Mark Lunsford May Not File Lawsuit in a Deal Brokered By Bubba the Love Sponge
For weeks, the two have traded insults, criticisms and threats of litigation: the activist father whose daughter was killed by a pedophile and the shock jock who suspects him of exploiting his child's death.
But this morning, Mark Lunsford and radio personality Bubba the Love Sponge Clem seemed to bury their respective hatchets, as Lunsford's attorneys announced plans, brokered by Clem's lawyers, to sit down with representatives of the Citrus County sheriff's office next week. The hope: that they can negotiate changes to the department's procedure for investigating missing children cases in exchange for dropping plans to sue the sheriff's office over its handling of Lunsford's case.
The plan, announced on Clem's show at 7:50 a.m. this morning, could also end weeks of on air sniping in which the shock jock accused Lunsford of using his 9-year-old daughter Jessica's 2005 rape and murder to build his own personal fame.
"Mark Lunsford has already proven what he's about...all of a sudden he files notice of a lawsuit and he's an awful person?" said Lunsford's attorney, Eric "Rick" Block, who criticized Clem's producers for spreading misinformation about their efforts and not speaking with him directly about facts related to the case. Lunsford was not present in Clem's radio studio this morning, represented instead by his Jacksonville attorneys.
"I don't want to get into Mark Lunsford as a person," said Clem, who agreed to stop insulting Lunsford on air as part of the settlement. "I got 700 emails we can go through talking about what he has done and not done...(but) that would be counter-productive."
The truce seemed in danger of dissolving on air this morning as Lunsford's attorneys insisted on correcting statements Clem and his fans have made about the case, including claims that Lunsford was at a bar drinking on the night convicted sex offender John Couey kidnapped Jessica -- a claim Lunsford's attorneys denied.
Block said Lunsford waited until the last possible to day to file notice with law enforcement of his intent to sue, noting citizens have three years to file such notice or give up their right to bring suit forever. Block said that Lunsford has always maintained he would not file a lawsuit if the Citrus County sheriff would admit they made mistakes in investigating Lunsford's case and help educate other law enforcement agencies on how to handle such cases better.
Lunsford's attorneys also said they have retained the services of noted pathologist Michael Baden, who appeared on HBO's series Autopsy, in an effort to prove that Jessica was alive for days after assailant John Couey kidnapped her -- indicating that a comprehensive police search might have discovered her.
Clem began airing pointed commentary about Lunsford in February, after he revealed plans to sue the Citrus Country Sheriff's Office over its handling of Jessica's case.
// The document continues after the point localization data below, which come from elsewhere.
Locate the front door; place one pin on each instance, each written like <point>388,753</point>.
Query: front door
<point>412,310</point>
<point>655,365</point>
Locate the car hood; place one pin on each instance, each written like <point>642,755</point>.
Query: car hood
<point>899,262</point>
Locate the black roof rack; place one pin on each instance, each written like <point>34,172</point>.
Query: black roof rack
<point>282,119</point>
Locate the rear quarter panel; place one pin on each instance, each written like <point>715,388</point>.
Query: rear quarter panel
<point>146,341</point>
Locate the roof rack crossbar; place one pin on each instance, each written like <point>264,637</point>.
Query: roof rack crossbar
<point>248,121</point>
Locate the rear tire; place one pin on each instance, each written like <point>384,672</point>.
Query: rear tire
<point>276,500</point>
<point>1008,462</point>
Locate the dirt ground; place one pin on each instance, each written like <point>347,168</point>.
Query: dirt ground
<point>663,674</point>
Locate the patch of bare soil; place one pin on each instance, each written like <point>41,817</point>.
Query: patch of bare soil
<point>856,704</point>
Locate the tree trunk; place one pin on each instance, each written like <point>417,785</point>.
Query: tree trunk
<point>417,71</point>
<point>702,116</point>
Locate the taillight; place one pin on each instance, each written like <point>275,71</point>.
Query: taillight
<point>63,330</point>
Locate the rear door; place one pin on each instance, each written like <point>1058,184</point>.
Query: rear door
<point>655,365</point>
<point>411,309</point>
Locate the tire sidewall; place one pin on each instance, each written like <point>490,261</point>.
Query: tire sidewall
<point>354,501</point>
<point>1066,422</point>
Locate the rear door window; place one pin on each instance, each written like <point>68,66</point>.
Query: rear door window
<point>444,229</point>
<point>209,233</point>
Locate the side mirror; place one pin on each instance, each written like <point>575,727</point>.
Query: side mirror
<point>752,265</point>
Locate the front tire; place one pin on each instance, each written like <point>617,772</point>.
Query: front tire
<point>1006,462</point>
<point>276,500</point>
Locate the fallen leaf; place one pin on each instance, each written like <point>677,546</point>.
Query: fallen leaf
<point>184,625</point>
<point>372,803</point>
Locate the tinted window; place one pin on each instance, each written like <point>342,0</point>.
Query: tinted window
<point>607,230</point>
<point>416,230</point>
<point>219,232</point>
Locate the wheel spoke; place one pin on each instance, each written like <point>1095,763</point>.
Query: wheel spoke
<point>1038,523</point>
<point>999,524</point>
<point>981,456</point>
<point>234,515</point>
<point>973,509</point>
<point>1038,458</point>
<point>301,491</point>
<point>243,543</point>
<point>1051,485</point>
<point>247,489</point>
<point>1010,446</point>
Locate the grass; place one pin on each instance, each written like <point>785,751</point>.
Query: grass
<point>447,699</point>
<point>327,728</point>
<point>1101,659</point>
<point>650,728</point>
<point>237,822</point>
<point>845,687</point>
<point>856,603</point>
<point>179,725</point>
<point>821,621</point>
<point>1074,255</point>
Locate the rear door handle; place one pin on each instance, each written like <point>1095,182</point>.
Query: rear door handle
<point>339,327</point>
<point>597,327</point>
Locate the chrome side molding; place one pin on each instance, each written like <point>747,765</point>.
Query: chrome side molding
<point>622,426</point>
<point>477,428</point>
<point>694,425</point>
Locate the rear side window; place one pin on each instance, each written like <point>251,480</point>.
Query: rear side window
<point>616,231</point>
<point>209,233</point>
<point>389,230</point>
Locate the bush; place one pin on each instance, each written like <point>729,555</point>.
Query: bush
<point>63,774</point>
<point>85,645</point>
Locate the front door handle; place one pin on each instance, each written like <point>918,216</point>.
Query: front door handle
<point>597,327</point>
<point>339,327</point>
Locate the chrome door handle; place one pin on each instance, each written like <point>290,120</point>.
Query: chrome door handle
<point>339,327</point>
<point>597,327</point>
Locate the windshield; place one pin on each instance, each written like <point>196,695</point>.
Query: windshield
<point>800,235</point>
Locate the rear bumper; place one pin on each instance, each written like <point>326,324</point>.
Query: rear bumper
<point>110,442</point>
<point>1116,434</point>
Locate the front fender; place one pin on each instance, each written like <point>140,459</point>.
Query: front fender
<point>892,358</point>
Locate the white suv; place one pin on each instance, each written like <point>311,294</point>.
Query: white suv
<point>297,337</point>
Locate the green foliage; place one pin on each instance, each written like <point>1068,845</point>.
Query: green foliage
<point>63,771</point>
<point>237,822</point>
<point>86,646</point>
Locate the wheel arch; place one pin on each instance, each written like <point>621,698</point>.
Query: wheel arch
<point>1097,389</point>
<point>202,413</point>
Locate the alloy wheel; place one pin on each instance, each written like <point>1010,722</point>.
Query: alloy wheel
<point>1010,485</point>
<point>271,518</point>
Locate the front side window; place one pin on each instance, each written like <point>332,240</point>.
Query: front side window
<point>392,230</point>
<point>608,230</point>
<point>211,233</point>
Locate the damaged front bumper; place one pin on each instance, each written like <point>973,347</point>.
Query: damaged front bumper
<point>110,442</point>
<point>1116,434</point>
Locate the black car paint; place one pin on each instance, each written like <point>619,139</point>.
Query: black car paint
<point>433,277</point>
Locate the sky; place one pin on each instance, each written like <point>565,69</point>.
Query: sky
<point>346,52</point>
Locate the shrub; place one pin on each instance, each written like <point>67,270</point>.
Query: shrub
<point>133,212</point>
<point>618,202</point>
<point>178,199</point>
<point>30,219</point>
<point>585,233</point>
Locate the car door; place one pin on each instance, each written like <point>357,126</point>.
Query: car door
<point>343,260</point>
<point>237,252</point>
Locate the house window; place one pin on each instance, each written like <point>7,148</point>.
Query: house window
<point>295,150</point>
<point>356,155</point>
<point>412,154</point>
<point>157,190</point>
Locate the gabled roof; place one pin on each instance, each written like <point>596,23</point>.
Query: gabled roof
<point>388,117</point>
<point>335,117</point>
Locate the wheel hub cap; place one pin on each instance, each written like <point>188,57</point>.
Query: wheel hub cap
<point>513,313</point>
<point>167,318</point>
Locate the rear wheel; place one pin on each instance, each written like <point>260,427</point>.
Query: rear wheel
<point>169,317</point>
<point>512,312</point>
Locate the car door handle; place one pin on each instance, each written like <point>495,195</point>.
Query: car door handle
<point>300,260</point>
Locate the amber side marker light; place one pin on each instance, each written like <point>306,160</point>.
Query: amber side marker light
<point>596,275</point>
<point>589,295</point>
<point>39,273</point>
The conflict came to a head Feb. 27 when Lunsford appeared on Clem's show and the shock jock let go a startling statement: ""You have to wait for your daughter to die before you can start raping money from people — I understand."
Later, Clem aired a slew of parody songs criticizing Lunsford and calls from fans raising questions about his efforts to raise funds for a charitable foundation established in Jessica's name. Lunsford and his attorneys accused Clem of feeding the controversy to build his show's ratings.
This morning, Clem apologized for any insults he may have leveled at Lunsford's attorneys -- though he drew the line on comments he made about Lunsford personally. Clem credited his attorney Steve Diaco with talking to Block last week, developing discussions which let to this agreement.
"Maybe...all of us talking, we can all take a step back," said Clem. "Let's just all agree to disagree. I'm going to shut up, you're not going to file against the sheriff...for a common goal, so this doesn't happen again."